—Catatan Harian Sugi Lanus, 4 Desember 2020
Masyarakat awam kadang berpikir kalau lontar-lontar isinya melulu black magic atau ajaran kuno. Kenyataan banyak yang tidak seperti itu.
Ada beragam lontar yang sangat “modern” seperti catatan absensi atau list anggota kelompok arisan atau pinjaman keuangan sebuah kampung. Lontar ini bisa disebut “lontar sekaa”. Selain “lontar sekaa” ada “lontar ayahan” yang berisi kewajiban yang dikenakan pada krama. “Lontar kekenen” lain lagi, ini lontar berisi “kekenan” (apa yang dikenakan/diwajibkan untuk disumbang) ketika karya/odalan atau perayaan pura. Lontar “paling modern” adalah “lontar pajak tanah”, temasuk di dalamnya pilpil.
Lontar pajak tanah adalah bukti pembayaran pajak tanah yang dinilai ‘paling bernilai tinggi”. Lontar ini ditandai dengan stempel kerajaan pada ujungnya, lalu berisi keterangan luasan dan lokasi tanah, dengan nama pemiliknya. Batas-batas tanah umumnya disebutkan. Dari bukti pembayaran pajak ini aset keluarga yang dulunya hanya berupa pipil bisa diproses menjadi sertifikat hak milik (SHM). Lontar-lontar ini berguna sebagai pelengkap dalam proses mengurus pipil menjadi sertifikat. Ini juga bisa menjadi bukti aset jika berurusan dengan pinjam-meminjam di masa lalu.

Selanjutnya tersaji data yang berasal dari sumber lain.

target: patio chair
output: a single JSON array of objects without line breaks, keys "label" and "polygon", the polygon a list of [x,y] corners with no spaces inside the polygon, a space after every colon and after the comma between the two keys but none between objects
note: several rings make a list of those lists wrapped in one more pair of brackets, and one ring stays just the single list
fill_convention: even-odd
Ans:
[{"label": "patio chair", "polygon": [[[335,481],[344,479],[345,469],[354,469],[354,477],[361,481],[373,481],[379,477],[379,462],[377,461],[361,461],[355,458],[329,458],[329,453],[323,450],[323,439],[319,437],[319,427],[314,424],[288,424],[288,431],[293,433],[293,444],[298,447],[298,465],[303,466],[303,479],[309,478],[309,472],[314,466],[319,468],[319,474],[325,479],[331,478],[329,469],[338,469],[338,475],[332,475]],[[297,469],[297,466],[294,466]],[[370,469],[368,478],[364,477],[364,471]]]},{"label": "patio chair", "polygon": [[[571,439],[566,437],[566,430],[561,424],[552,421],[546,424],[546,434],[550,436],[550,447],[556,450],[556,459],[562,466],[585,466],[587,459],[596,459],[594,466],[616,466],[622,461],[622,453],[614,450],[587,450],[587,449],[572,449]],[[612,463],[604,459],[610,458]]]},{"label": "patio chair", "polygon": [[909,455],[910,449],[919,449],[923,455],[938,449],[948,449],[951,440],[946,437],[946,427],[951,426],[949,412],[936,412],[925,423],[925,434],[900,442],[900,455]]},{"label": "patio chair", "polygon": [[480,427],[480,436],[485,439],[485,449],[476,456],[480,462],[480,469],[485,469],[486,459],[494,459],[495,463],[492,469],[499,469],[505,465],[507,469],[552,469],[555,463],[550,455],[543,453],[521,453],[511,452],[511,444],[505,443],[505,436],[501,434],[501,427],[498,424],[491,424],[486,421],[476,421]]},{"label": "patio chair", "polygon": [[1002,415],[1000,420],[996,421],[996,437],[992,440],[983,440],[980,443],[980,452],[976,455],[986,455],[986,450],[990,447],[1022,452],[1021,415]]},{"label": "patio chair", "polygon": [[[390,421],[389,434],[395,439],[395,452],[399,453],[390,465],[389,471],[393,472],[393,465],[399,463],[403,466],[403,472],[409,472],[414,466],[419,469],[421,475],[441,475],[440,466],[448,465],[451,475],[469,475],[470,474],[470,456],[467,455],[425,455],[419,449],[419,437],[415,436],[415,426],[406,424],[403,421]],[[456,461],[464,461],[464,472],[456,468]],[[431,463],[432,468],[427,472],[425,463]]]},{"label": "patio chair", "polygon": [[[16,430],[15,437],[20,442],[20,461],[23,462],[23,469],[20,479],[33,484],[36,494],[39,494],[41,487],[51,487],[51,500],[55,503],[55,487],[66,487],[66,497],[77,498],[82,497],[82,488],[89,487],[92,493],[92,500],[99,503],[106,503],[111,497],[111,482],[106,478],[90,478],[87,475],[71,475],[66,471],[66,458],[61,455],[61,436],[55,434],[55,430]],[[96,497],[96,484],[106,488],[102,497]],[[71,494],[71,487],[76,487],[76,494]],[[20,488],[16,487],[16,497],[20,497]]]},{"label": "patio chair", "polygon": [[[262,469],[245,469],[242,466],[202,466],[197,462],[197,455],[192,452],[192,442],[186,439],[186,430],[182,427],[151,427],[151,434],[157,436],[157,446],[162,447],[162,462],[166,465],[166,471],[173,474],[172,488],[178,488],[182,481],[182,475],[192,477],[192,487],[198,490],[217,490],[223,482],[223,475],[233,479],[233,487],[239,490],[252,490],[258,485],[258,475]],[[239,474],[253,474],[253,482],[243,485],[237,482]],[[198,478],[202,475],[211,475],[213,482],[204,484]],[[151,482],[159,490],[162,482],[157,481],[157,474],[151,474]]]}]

Lontar-lontar pajak tanah sangat diperlukan di zaman land reform masa kolonial. Banyak tanah diambil penguasa ketika itu kalau tidak bisa bayar pajak, kata para tetua. Kalau mampu membayar pajak dan bisa mengurus pipil, apalagi punya posisi sebagai pejabat kolonial, dan mahir berbahasa Belanda, yang bersangkutan akan sangat diuntungkan. Banyak “tanah gege” bisa dijadikan bagian dari “tanah milik” bila dekat dengan penguasa ketika itu. Jangan tanya kekuasaan para raja ketika itu. Ini sebab sampai kini — kalau tidak habis terjual — lingkar keturunan para raja dan sekitarnya masih berlimpah tanah waris. Umumnya juga lokasinya di titik-titik paling strategis dan punya harga jual tinggi.
Sekarang, yang terpenting dari keberadaan dari Lontar Pajak Tanah adalah tanahnya juga masih di tangan pewaris lontar. Ada pernah bahkan cukup sering terjadi, begitu sebuah keluarga ketemu lontar-lontar pembayaran pajak, mereka lantas mencari tanah leluhurnya itu, lalu mengklaim bahwa tanah itu milik keluarga mereka. Tentu tidak semudah itu. Lontar-lontar pajak tanah bukan sertifikat tanah. Bisa jadi tanahnya sendiri telah dijual, tinggal lontar-lontar disimpan di rumah. Lontar-lontar bukti pajak ini bernilai tinggi, tentunya, kalau tanahnya masih sampai sekarang belum dijual ke investor atau belum sempat pindah tangan.
Banyak lontar pembayaran pajak tinggal lontarnya saja, tanahnya telah dijual karena judi atau berbagai alasan. Yang tertinggal hanya lontar-lontar pajak berserak di rumah pewarisnya, sementara itu tanahnya entah milik siapa sekarang. [T]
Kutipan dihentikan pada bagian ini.